Epistemic Parity: Reproducibility as an Evaluation Metric for Differential Privacy

Lucas Rosenblatt,Bernease Herman,Anastasia Holovenko,Wonkwon Lee,Joshua Loftus,Elizabeth McKinnie,Taras Rumezhak,Andrii Stadnik,Bill Howe,Julia Stoyanovich

from arxiv, Preprint. 14 pages

Differential privacy (DP) data synthesizers support public release of sensitive information, offering theoretical guarantees for privacy but limited evidence of utility in practical settings. Utility is typically measured as the error on representative proxy tasks, such as descriptive statistics, accuracy of trained classifiers, or performance over a query workload. The ability for these results to generalize to practitioners' experience has been questioned in a number of settings, including the U.S. Census. In this paper, we propose an evaluation methodology for synthetic data that avoids assumptions about the representativeness of proxy tasks, instead measuring the likelihood that published conclusions would change had the authors used synthetic data, a condition we call epistemic parity. Our methodology consists of reproducing empirical conclusions of peer-reviewed papers on real, publicly available data, then re-running these experiments a second time on DP synthetic data, and comparing the results. We instantiate our methodology over a benchmark of recent peer-reviewed papers that analyze public datasets in the ICPSR repository. We model quantitative claims computationally to automate the experimental workflow, and model qualitative claims by reproducing visualizations and comparing the results manually. We then generate DP synthetic datasets using multiple state-of-the-art mechanisms, and estimate the likelihood that these conclusions will hold. We find that state-of-the-art DP synthesizers are able to achieve high epistemic parity for several papers in our benchmark. However, some papers, and particularly some specific findings, are difficult to reproduce for any of the synthesizers. We advocate for a new class of mechanisms that favor stronger utility guarantees and offer privacy protection with a focus on application-specific threat models and risk-assessment.

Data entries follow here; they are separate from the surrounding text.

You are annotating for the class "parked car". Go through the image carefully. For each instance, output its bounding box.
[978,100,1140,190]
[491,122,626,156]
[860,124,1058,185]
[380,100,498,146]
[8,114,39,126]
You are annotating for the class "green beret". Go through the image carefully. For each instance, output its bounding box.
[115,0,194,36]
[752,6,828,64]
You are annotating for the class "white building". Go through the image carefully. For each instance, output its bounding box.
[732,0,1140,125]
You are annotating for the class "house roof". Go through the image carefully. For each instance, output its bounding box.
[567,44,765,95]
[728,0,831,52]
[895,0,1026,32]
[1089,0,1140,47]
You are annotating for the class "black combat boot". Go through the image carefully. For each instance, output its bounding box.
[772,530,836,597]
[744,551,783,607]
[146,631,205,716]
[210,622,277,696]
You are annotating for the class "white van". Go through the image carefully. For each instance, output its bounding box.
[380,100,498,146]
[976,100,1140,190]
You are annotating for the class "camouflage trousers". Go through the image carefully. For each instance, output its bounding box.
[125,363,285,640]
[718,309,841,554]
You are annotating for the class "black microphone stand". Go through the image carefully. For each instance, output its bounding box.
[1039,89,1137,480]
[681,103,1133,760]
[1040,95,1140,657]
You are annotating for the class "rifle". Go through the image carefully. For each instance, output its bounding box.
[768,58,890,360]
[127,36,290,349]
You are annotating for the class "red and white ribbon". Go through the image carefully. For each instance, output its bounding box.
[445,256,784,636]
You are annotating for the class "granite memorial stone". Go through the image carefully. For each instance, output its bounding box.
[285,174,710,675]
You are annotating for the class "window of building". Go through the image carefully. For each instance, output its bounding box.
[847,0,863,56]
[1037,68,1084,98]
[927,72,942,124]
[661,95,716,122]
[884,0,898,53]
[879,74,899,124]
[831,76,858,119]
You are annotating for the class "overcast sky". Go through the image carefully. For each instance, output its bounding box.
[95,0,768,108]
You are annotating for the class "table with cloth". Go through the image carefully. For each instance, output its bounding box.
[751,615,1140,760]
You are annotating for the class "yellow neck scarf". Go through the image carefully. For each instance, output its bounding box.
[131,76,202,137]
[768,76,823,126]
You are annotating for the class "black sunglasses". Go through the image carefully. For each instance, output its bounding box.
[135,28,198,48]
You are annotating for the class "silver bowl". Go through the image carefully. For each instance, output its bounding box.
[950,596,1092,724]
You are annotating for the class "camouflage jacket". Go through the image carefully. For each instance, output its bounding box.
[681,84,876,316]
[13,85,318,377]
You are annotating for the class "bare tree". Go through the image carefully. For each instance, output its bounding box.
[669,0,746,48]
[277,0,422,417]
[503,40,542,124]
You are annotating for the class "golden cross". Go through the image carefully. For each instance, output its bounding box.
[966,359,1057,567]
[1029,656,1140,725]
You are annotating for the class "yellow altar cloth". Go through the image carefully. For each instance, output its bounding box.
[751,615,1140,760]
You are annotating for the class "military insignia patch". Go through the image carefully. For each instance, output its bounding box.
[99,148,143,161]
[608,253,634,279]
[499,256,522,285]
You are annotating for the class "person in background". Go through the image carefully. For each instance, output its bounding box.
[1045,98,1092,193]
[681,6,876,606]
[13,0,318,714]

翻译：差分隐私数据合成器支持敏感信息的公开发布，在隐私方面提供理论保障，但在实际应用中的效用证据有限。效用通常通过代表性代理任务的误差来衡量，例如描述性统计、训练分类器的准确性或查询工作负载的性能。这些结果能否推广到实践者的经验中，已在包括美国人口普查在内的多个场景受到质疑。本文提出一种合成数据评估方法，避免对代理任务代表性的假设，转而测量若作者使用合成数据后已发表结论发生变化的可能性——我们称之为认知对等性条件。该方法通过复现同行评审论文基于真实公开数据的实证结论，随后在差分隐私合成数据上重新进行实验并比较结果。我们在ICPSR存储库中近期公开数据集的同行评审论文基准上实例化该方法。通过计算建模定量声明以实现实验流程自动化，对定性声明则通过复现可视化结果并手动比较实现建模。随后使用多种先进机制生成差分隐私合成数据集，并估计这些结论成立的可能性。研究发现，当前最先进的差分隐私合成器能为本基准中的多篇论文达到高认知对等性。然而部分论文（特别是某些具体发现）难以被任何合成器复现。我们主张开发新型机制，应优先提供更强的效用保障，并基于应用特定威胁模型与风险评估提供隐私保护。